Red-breasted Flycatchers are forest-interior birds - they don't visit gardens, don't use feeders, and don't readily adopt standard hole-fronted boxes. The realistic plan is a custom open-fronted shelf mounted high in mature woodland, paired with leaving plenty of broken branches and standing deadwood nearby.
Insectivorous, sallying from a high mid-canopy perch for flying insects. Don't waste time with feeders - they won't visit. Encourage them indirectly by leaving leaf litter, allowing wildflower margins, and avoiding insecticides.
An open-fronted box (no hole - a 5"×5" shelf with a 2"-high lip) mounted 3–6 m up on a mature beech, oak, or hornbeam, tucked under a leaning branch or behind a fork. Shaded sites in the forest interior are essential; edge or open sites are typically skipped.
Mature, closed-canopy deciduous woodland with broken stubs and standing deadwood. A single old beech with a snapped limb can hold a pair; thinned or young forest doesn't qualify.
Leave broken branches, dead stubs, and loose bark in place. Red-breasted Flycatchers strongly prefer semi-open natural niches - every broken limb left on the tree is a potential nest site.

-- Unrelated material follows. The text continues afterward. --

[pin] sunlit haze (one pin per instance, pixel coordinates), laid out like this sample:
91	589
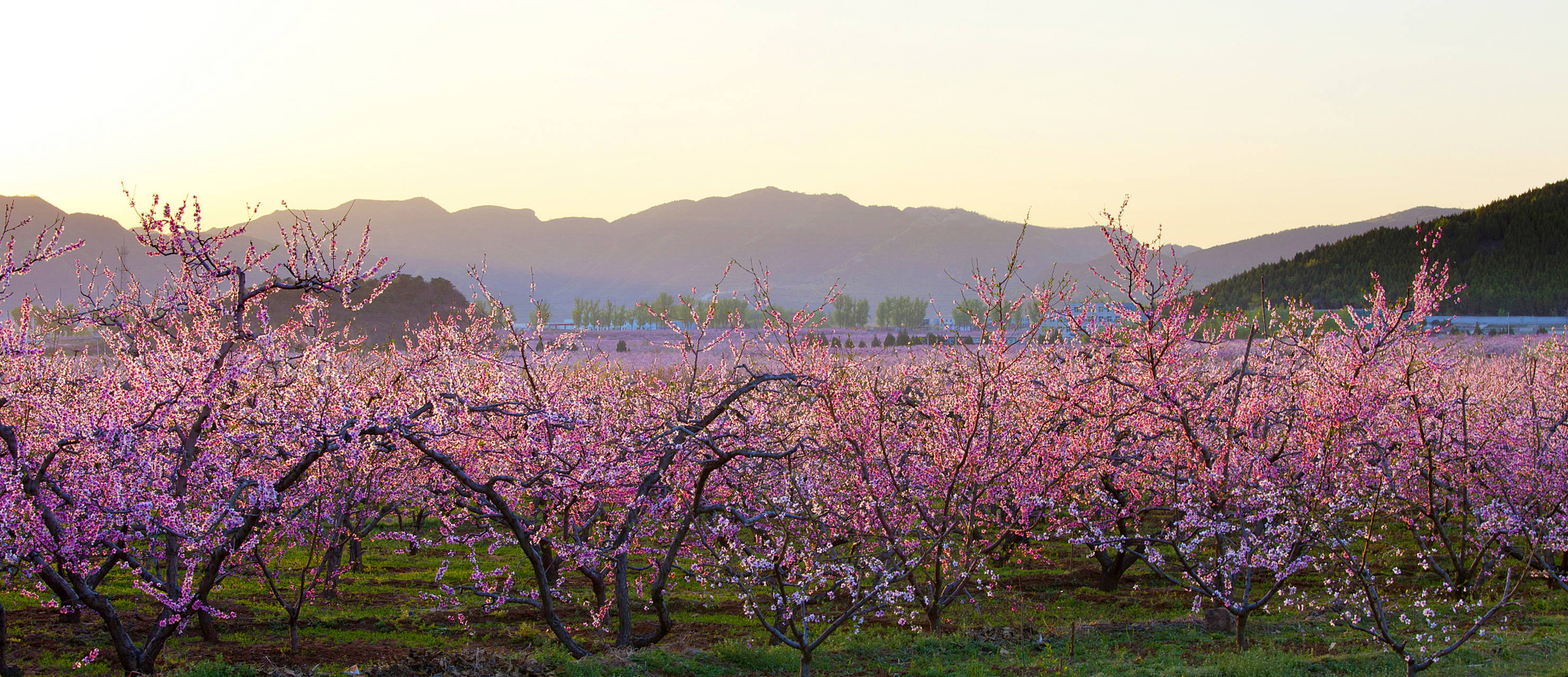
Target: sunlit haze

Get boxes up by mid-April, before the late-April / early-May arrival from Asia. They prospect quickly and any box installed after the arrival usually misses the season.
Don't use standard closed-hole nest boxes - they're consistently ignored. Don't clear deadwood, snap off dead limbs, or thin mature forest. Don't expect them in suburban habitat; this is a true forest-interior species.
Central- and eastern-European old-growth deciduous specialist that winters on the Indian subcontinent. Breeds in mature beech and hornbeam forest from northern Italy and Germany east through the Baltic states into European Russia, with the densest populations in the Carpathian and Dinaric mountain belts.
Resident breeder in mature beech, hornbeam, and mixed broadleaf-conifer forest across Germany, Czechia, Slovakia, Poland, Hungary, Austria, and Romania. Common but localised - restricted to old-growth and well-buffered woodland.
Densest populations across Belarus, Ukraine, the Baltic states, and European Russia. Recent northward expansion into Finland and central Sweden tracks rising spring temperatures.
Strongholds in the old-growth beech of the Alps, Apennines, Dinaric range, and Carpathians. Patchy in lowland habitat; reliably present wherever mature mountain forest has been left alone.
Non-breeding range from Pakistan east across India, Nepal, Bangladesh, and Sri Lanka. Found in monsoon forest, scrubby gardens, and wooded farmland; very gregarious on the wintering grounds compared with their solitary breeding behaviour.
Mature, closed-canopy deciduous or mixed forest - beech, hornbeam, oak, ash, and lime, often with scattered spruce or fir. Needs broken branches, dead stubs, and old rot holes for the semi-open nest site. Avoids young plantations, pure conifer forest, and any cleared or thinned habitat.
No entrance hole, no front wall, just a sheltered ledge. Includes drainage and the integrated mounting tab.
Distinctive tail-flicking habit - frequently raises tail and droops wings, flashing the white outer tail feathers (the best field mark in any plumage).